Jruby & UTF-8

I just spent a day trying to force jruby to do the right things with UTF-8 content. Throughout my career, I’ve dealt with UTF-8 issues on pretty much any project I’ve ever touched. It seems that world+dog just can’t be trusted to do the right things when it comes to this. If you ever see mangled content in your browser: somebody fucked it up.

Lately, I’ve been experiencing issues both with requests and responses in our sinatra based application on top of ruby rack. So despite, setting headers correctly, ensuring I hardcode everything to be UTF-8 end to end, it still mangles properly encoded utf-8 content by applying a system default encoding both on the way in and out of my system. Lets just say I’ve been cursing a lot in the past few days. In terms of WTF’s per second, I was basically not being very nice.

Anyway, Java has a notion of a default encoding that is set (inconsistently) from the environment that you start that you can only partially control with the file.encoding system property. On windows and OSX this is not going to be UTF-8. That combined with Ruby’s attitude to be generally sloppy about encodings and just hoping for the best is basically a recipe for trouble. Ruby strings just pickup whatever system encoding is default. Neither rack nor Sinatra try to align that in any way with the http headers it deals with.

When you start jruby using the provided jruby script it actually sets the file.encoding system property to utf-8. However, this does not affect java.nio.charset.Charset.defaultCharset(), which is used a lot by Jruby. IMHO that is a bug and a serious one. Let me spell this out: any code that relies on java.nio.charset.Charset.defaultCharset() is broken. Unless you explicitly want to support legacy content that is not in UTF-8, in which case you should be very explicit about exactly which of the gazillion encodings you want. The chances of that aligning with the defaults are going to be slim.

This broke in a particularly weird way for me: it was working fine on OS X (with its broken system defaults). However, it broke on our server, which is Ubuntu 12.04 LTS. If you’ve ever used ubuntu, you may have noticed that terminals use UTF-8 by default. This is great, all operating systems should do this. There’s one problem though: it’s not actually system wide and my mistake was assuming that it was. It’s fine when you log in and use a terminal. However, when starting jruby from an init.d script with a sudo, the terminal encoding reverts back to some shit ansi default from the nineteen sixties that is 100% guaranteed inappropriate for any modern web server. This default is then passed on to the jvm, which causes jruby with rack to the wrong things.

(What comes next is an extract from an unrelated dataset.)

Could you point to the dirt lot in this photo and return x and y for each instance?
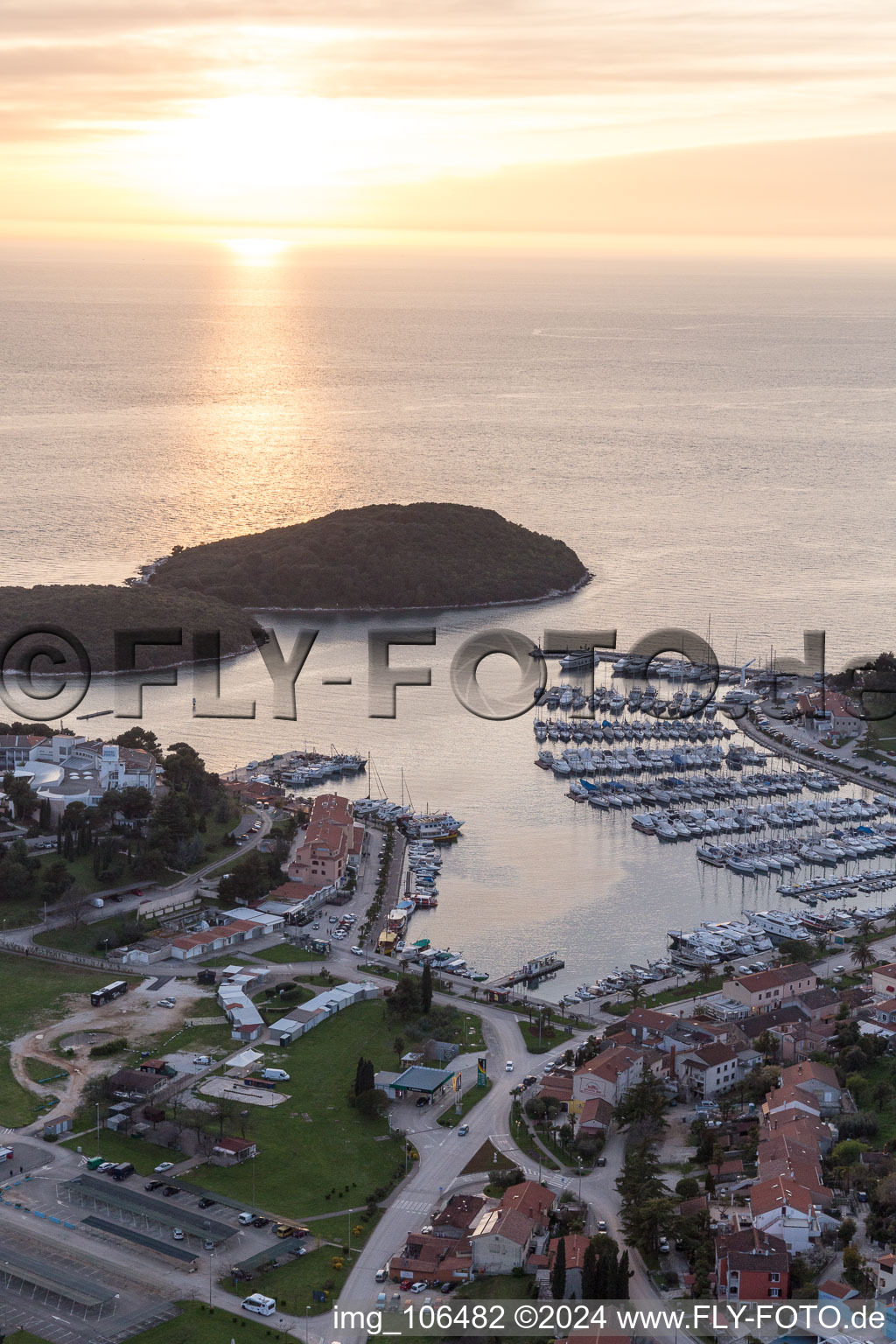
(136, 1016)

The fix, add this to your script:

export LC_ALL=en_US.UTF-8
export LANG=en_US.UTF-8
export LANGUAGE=en_US.UTF-8

This forces the encoding to be correct in the bash script and should hopefully trickle down the broken pile of software that just assumes the defaults make sense.

Crypto Crap in Python

I’m looking into doing a little cryptographic stuff in python. Nothing fancy, just some standard stuff. Not for the first time I’m bumping into this brick wall of “batteries included”, the notion that the python library comes with a lot of stuff that should be good enough for whatever you need to do. Only problem is that it doesn’t. XML parsing stinks in Python; http IO stinks (need lots of third party stuff to make that usable); no UTF-8 by default; etc.

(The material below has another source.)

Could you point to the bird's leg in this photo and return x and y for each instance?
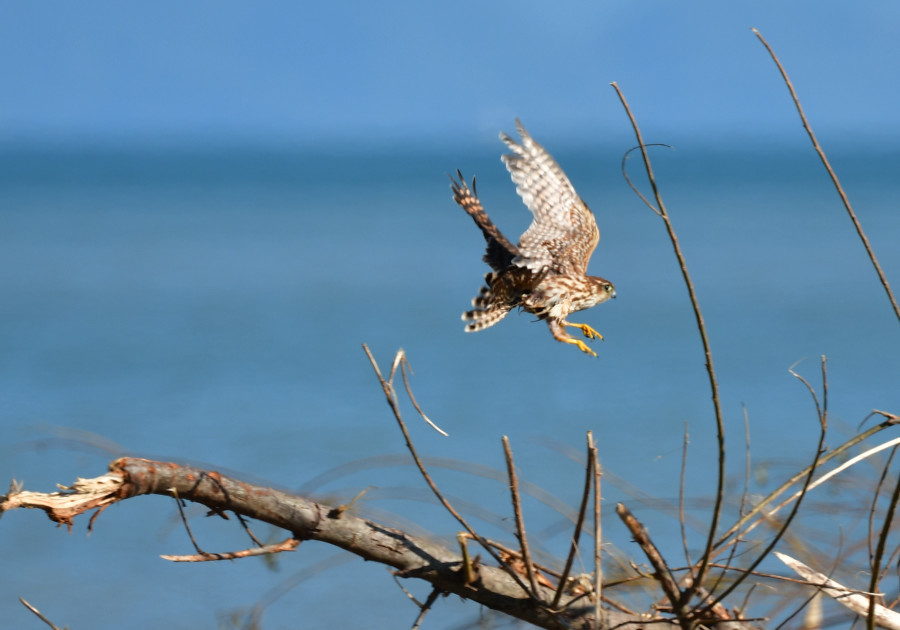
(559, 333)
(588, 332)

Out of the box python is bloody useless unless you want to do some very simplistic stuff. So basically my problem is very simple: I need to be able to sign stuff and verify signatures in a way that is compatible with how stuff like this stuff is commonly done on the internet ™. I.e. you’d expect some pretty mature, well tested libraries to be around for whatever programming language you’d like to use. I know exactly where to go to get this stuff for Java, for example.

So we’re looking at some very basic capability to do stuff with algorithms like RSA, SHA1, MD5 etc. Batteries not included with python at all so I Google a bit to find out what people commonly use for this in python and stumble upon what seems to be the most popular library pycrypto. It seems to have all the algorithms, great! Only one minor detail that has had me crawl all over Google for the entire afternoon:

Public keys usually come as base64 encoded thingies: how the hell do I get them in and out of the functions/classes and what not provided by pycrypto. Batteries not included. After a long search, I find this nice post.

Basically it’s telling me that various people have bothered to provide nice libraries with relevant code for python but somehow all of them have neglected to provide this very basic functionality that you will need 100% guaranteed. That just sucks. In the hypothetical case that you’d actually want to use this stuff to do hypothetically useful things like verifying a signature attached to some http request you will basically find yourself reverse engineering this poorly documented library and figuring out how to get from a base 64 encoded RSA key to a properly configured RSA class instance and back again. I had lots of fun (not) reading about the details of RSA, x.509, etc.

Eventually I found some sample code here that seems to half do what I need. But I’d just prefer to be able to reuse something that is hassle free instead of copy pasting somebody else’s code and debugging it until it works as expected and basically reinventing the wheel by making what would amount to Jilles private little python crypto library. I have better things to do.